In an effort to improve and smarten up search results, Google launched the Knowledge Graph today. Previously, Google's search algorithm matched a string of letters or keywords to websites containing those letters, but keywords often have deeper meanings than face value. Google created the Knowledge Graph in response to the need for a more intelligent search model that better understands the people, places, and things that users are looking for.
Intended to include more appropriate search results, the Knowledge Graph also includes an organized array of basic facts, maps, and pictures to enrich the results. We've outlined below the three points you need to know when using the Knowledge Graph:
- What terms to use: As of now, the Knowledge Graph only pulls results for people, places, or groups (like bands). Type in terms such as "Wes Anderson," "Houston, Texas," or "The Strokes" to see the Knowledge Graph in action. Type in a longer query like "keyboard shortcuts for mac," and Google will return to its classic results page format.

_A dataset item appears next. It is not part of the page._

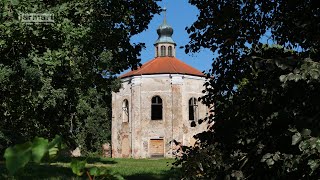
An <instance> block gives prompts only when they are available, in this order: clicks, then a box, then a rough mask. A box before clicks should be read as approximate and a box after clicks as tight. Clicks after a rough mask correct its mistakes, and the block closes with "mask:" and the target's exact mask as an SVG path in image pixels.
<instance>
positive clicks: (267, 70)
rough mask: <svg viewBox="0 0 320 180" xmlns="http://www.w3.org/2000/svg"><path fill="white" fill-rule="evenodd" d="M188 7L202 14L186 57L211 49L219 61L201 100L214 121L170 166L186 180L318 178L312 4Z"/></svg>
mask: <svg viewBox="0 0 320 180" xmlns="http://www.w3.org/2000/svg"><path fill="white" fill-rule="evenodd" d="M189 2H190V3H191V4H193V5H195V6H197V7H198V9H199V10H200V14H199V17H198V20H197V21H196V22H195V23H194V24H193V25H191V26H190V27H188V28H187V31H188V33H189V34H190V38H191V40H190V43H189V44H188V45H187V46H186V52H196V51H199V50H200V49H201V48H209V49H210V50H211V51H212V52H215V53H217V54H218V56H217V57H216V58H215V59H214V61H213V64H212V65H213V66H212V72H210V73H208V77H210V79H208V82H207V83H206V84H205V85H204V86H205V87H206V91H205V94H204V96H203V97H202V98H201V99H202V101H203V102H204V103H205V104H207V105H208V107H213V105H214V109H212V112H213V113H214V115H212V116H211V117H207V118H205V119H204V121H206V122H207V123H209V124H210V126H209V129H208V131H206V132H203V133H200V134H197V135H196V136H195V137H196V138H197V139H198V141H197V145H196V146H195V147H189V148H188V147H185V150H184V153H183V156H182V157H181V158H179V159H177V161H176V163H175V165H177V166H181V167H182V173H183V178H186V179H317V178H318V177H319V172H320V171H319V169H318V168H319V166H318V162H319V160H318V159H319V152H318V150H317V142H318V140H319V137H320V131H319V129H320V122H319V117H320V114H319V110H320V96H319V93H318V92H319V89H320V79H319V72H320V66H319V59H320V56H319V47H320V46H319V44H320V41H319V38H317V35H316V34H317V31H318V30H319V27H318V26H317V24H319V22H320V19H319V16H318V15H317V14H318V9H317V7H316V1H276V2H272V1H260V0H253V1H200V0H190V1H189ZM269 34H271V35H270V36H269V37H268V35H269ZM301 34H303V36H301ZM261 39H267V40H269V41H272V42H273V43H277V45H273V46H269V45H263V44H262V43H261V42H260V41H261ZM212 123H214V124H213V125H212ZM288 129H289V130H288ZM294 129H296V130H294ZM311 132H312V133H311Z"/></svg>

Learn more about the Knowledge Graph after the break.
- What's new on the results page: The biggest change is the panel next to the search results containing a picture or map of the search term, a short paragraph on the biography or history, and other relevant facts. For instance, search for "Donna Summer," and a picture of the late singer pops up, along with her biography and musical contributions.
- How the search results break down: As for the actual search results, the big difference is the order in which the search terms are listed. Breaking news on the search term is listed first, followed by the official site, Wikipedia links, tribute/fan sites, Google images, YouTube videos, and finally other relevant search terms to help narrow down the search query. The only unsettling thing about Knowledge Graph is the obvious inclusion of Google products (Google News, Google Images, YouTube, etc.) on the first page rather than all sources and links from across the web.
How do you feel about Google's shift to intelligent, knowledge-based search results?